I am still commuting from Orchard Hills, for church activities. I have found a few new roads and loved seeing where they go. I visited Zebulon the other day. I have been meaning to go there because ZEBULON! so cool. Now I know where it is I can explore at a later date. I also went and explored Duluth, with some friends. It's weird to be so close to different cities. The Pacific Northwest is pretty spread out. But here I have plans to head over to Savannah just for a weekend. I don't have solid plans for that yet but I am sure I will tell you all about it.

Only recently I realized that I am almost half way done with this year and I don't think I am half way done with my goals so I need to get on that quick.

Wednesday, April 25, 2018

The Fourth

I'm late again this month...I hope it doesn't become a habit. But lets be honest it probably will. 

16. Finish a 1,000 piece puzzle= COMPLETE
20. Go on one date a month= ROUND 4 COMPLETE
22. Explore my new city=  ON GOING

I have been house sitting for my grandpa this past month. He lives farther south so I have been driving an hour or so to church and activities. It has been great to drive and drive. But it has been hard on my hurt knee. It's only been 4 weeks though so it'll get better. 

I bought a puzzle and had a fantastic time putting it together. 1000 pieces and it only took me two days. I wanted to try something harder so I only put the door frames together, and that only took me a day.
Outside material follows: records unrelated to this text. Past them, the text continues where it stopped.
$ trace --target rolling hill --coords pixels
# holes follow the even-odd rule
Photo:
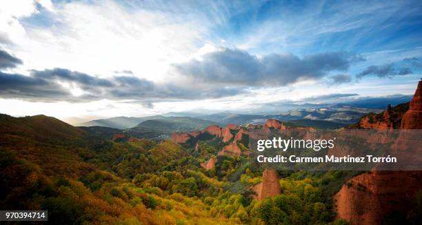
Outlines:
[[[213,121],[189,117],[168,117],[141,122],[137,127],[148,128],[163,133],[201,130],[211,125],[219,125]]]
[[[106,126],[117,129],[132,128],[137,124],[149,119],[159,119],[165,118],[161,115],[154,115],[145,117],[118,117],[109,119],[91,120],[85,123],[77,124],[77,126]]]

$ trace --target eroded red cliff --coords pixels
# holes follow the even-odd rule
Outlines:
[[[389,119],[395,113],[391,108],[382,114]],[[396,114],[400,119],[400,128],[403,129],[396,141],[397,150],[405,151],[408,146],[405,140],[420,137],[410,137],[404,129],[422,128],[422,81],[413,97],[409,110]],[[390,129],[392,126],[365,121],[364,128]],[[396,128],[396,126],[392,126]],[[348,220],[351,224],[380,224],[385,215],[394,212],[405,217],[410,209],[415,193],[422,190],[421,171],[372,171],[353,177],[345,182],[334,195],[337,216]]]
[[[419,81],[409,110],[401,120],[401,129],[422,129],[422,80]]]

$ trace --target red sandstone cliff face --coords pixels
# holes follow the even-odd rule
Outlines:
[[[217,162],[216,158],[211,157],[207,162],[201,164],[201,166],[207,170],[212,170],[215,168],[215,164]]]
[[[243,130],[243,128],[239,130],[239,132],[236,134],[236,136],[234,136],[234,141],[240,141],[242,139],[242,137],[243,137],[243,134],[247,134],[248,132],[245,131],[245,130]]]
[[[422,129],[422,80],[419,81],[409,110],[401,120],[401,129]]]
[[[265,169],[262,175],[262,183],[253,188],[254,199],[263,199],[281,194],[281,187],[277,175],[274,169]]]
[[[337,216],[351,224],[380,224],[392,211],[404,215],[421,188],[421,173],[374,171],[354,177],[334,195]]]
[[[359,121],[359,126],[364,129],[394,129],[394,119],[396,119],[392,117],[394,114],[391,106],[388,105],[381,118],[377,118],[376,115],[365,116]]]
[[[390,117],[391,112],[388,108],[383,116]],[[409,110],[400,119],[401,129],[422,128],[422,81],[418,84]],[[367,127],[385,128],[370,123]],[[398,150],[406,150],[400,144],[406,138],[408,135],[401,131],[395,144]],[[353,177],[334,195],[337,216],[352,224],[379,224],[390,212],[405,215],[414,194],[422,190],[421,179],[421,171],[373,171]]]

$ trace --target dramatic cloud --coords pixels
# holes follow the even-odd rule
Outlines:
[[[412,73],[409,68],[398,68],[393,63],[383,65],[374,65],[368,66],[365,70],[359,73],[356,77],[361,78],[365,76],[374,75],[378,77],[391,77],[394,76],[403,76]]]
[[[237,48],[220,48],[201,59],[174,64],[183,77],[208,84],[248,86],[280,86],[319,79],[331,71],[344,71],[363,61],[351,52],[325,52],[300,58],[292,54],[259,57]]]
[[[405,58],[403,60],[405,63],[409,63],[410,65],[418,69],[422,68],[422,61],[416,57]]]
[[[189,87],[156,84],[135,77],[103,79],[63,68],[32,70],[30,76],[0,72],[0,97],[30,101],[135,99],[150,108],[153,106],[152,101],[219,98],[241,92],[228,88],[208,88],[199,92]]]
[[[345,97],[357,96],[357,94],[341,94],[341,93],[334,93],[330,95],[323,95],[319,96],[312,96],[307,98],[304,98],[301,99],[300,101],[308,101],[308,102],[320,102],[325,101],[336,101],[341,99]]]
[[[0,49],[0,69],[15,68],[19,64],[22,64],[22,60]]]
[[[352,77],[350,75],[336,75],[330,77],[329,79],[332,80],[331,84],[340,84],[352,81]]]

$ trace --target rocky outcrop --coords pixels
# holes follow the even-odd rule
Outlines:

Did I mention how good I am at puzzles?

I have a super cool story for my date this month. It wasn't a 'date-date' in so much that it wasn't planned. I was at Chick fil a after FHE one Monday night. There I was reading the menu with the only other person in line; a handsome 20 something man. We both ordered smoothie drinks or whatever and the cashier lady gave us coupons so they were free. I was headed to the table next to his, planning on awkwardly staring across two tables, when instead he invited me to sit with him. We talked for over an hour about life. It was really great to connect with an attractive stranger. We gave each other the 'outsider' perspective. He even asked for my phone number, to connect again before he went home to Utah. To my recollection I have never been asked for my phone number before by a cute guy. I tend to be the one asking. Unfortunately he left town before we reconnected. I probably won't ever see him again but it was so much fun to open up with a stranger. 
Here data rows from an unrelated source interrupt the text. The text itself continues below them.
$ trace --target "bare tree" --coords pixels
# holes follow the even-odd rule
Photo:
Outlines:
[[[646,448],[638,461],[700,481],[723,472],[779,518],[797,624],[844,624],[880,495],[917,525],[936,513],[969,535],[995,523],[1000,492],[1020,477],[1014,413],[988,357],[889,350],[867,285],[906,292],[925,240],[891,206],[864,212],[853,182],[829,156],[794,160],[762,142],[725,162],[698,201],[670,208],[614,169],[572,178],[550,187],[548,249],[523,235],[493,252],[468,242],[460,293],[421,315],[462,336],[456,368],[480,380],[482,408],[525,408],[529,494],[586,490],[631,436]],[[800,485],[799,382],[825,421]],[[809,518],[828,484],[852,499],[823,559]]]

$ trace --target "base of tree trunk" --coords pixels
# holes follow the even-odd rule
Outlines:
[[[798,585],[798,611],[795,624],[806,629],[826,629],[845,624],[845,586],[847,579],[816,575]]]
I did a little more exploring of Griffin this month. We moved when I was 8 so I don't remember how to get anywhere. Sometimes I'll come across a familiar building or road and memories will just flood in. It's really weird to figure out the driving routes to certain places. Driving on my family's farm is like rediscovering a memory. I am enjoying life at this slow down pace. 




Tuesday, March 27, 2018

Month Three

I don't feel like I accomplished much last month, part of the reason I am writing this post over a week late. I can't think of anything to update on.
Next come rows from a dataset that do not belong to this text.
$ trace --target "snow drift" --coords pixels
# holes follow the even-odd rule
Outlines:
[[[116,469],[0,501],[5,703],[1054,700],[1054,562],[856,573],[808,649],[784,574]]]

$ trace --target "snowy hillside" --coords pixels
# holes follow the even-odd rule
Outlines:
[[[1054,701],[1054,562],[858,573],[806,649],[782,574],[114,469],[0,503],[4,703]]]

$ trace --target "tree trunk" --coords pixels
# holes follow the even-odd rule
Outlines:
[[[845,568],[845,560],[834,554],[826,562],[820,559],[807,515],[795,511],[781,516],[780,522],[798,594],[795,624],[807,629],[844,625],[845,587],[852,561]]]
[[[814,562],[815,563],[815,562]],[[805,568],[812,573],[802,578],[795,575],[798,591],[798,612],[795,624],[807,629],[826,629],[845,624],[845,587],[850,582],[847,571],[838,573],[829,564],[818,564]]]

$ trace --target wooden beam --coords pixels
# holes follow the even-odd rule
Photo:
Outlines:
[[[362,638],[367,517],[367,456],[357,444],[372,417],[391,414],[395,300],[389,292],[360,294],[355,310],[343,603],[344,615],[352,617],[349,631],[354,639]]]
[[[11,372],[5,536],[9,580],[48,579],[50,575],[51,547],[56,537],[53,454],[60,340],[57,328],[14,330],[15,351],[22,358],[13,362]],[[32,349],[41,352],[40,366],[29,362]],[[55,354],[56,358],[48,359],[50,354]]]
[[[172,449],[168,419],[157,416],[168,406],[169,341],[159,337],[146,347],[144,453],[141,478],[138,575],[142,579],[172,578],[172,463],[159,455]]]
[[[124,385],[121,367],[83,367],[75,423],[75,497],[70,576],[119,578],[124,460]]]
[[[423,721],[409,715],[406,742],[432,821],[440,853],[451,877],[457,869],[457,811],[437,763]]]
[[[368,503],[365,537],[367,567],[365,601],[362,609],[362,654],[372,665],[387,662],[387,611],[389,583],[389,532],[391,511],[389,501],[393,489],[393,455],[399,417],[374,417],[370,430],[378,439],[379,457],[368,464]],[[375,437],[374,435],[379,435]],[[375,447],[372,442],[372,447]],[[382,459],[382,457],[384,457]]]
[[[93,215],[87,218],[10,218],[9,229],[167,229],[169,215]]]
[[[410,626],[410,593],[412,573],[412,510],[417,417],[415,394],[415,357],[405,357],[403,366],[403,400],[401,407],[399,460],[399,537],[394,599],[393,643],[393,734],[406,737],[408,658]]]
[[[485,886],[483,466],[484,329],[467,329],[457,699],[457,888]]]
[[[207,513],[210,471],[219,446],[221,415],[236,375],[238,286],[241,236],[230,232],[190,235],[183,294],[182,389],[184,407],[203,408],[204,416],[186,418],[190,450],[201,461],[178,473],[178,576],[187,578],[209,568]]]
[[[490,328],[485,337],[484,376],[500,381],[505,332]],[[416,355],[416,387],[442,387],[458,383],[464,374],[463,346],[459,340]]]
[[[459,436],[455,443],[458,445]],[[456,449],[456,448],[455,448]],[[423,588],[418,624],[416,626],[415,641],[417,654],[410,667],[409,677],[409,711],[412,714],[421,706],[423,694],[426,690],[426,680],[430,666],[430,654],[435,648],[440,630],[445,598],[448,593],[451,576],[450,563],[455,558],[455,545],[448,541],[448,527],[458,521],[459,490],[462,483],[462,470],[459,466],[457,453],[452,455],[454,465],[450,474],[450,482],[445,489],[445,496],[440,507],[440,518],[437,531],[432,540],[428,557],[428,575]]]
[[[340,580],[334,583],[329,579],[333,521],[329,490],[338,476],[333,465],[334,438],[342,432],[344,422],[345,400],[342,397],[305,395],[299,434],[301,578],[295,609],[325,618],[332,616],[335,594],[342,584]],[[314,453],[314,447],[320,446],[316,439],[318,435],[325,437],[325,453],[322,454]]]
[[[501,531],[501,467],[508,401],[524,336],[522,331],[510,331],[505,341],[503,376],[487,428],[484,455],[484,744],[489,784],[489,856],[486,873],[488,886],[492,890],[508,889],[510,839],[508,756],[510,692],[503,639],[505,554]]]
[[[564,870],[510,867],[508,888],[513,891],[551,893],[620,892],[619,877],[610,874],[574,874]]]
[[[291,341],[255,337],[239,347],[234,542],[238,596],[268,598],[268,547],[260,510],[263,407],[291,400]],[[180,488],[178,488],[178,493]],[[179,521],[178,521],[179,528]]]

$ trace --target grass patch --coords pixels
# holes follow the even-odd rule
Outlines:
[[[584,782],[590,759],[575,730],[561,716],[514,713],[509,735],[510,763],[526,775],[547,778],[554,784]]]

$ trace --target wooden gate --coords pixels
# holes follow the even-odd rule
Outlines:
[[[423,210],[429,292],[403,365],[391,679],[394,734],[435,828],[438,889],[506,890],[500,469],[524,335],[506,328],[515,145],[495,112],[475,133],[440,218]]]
20. Go on one date a month= ROUND THREE COMPLETE
22. Explore my new city= ON GOING

I was a few days late with my date this month but I'm okay with that. It was fun. We are both new to Atlanta so I took him to The Varsity. Its a place I remember going when I was little and living in Griffin. I really like their Frosted Orange, its like an icee or smoothie.

I can make my way to a couple of places without my GPS now, mainly church and IHOP (the important places). I guess I am still exploring but not as actively as I would wish. I haven't really done any of the touristy things on my list or truly explored yet.

Next month will be better...probably.

Oh yeah, I sprained my knee when I tripped in the dark...hunting for Easter eggs. That was fun..sorta. I'll be fine though. Even drove my jeep to IHOP today (again priorities).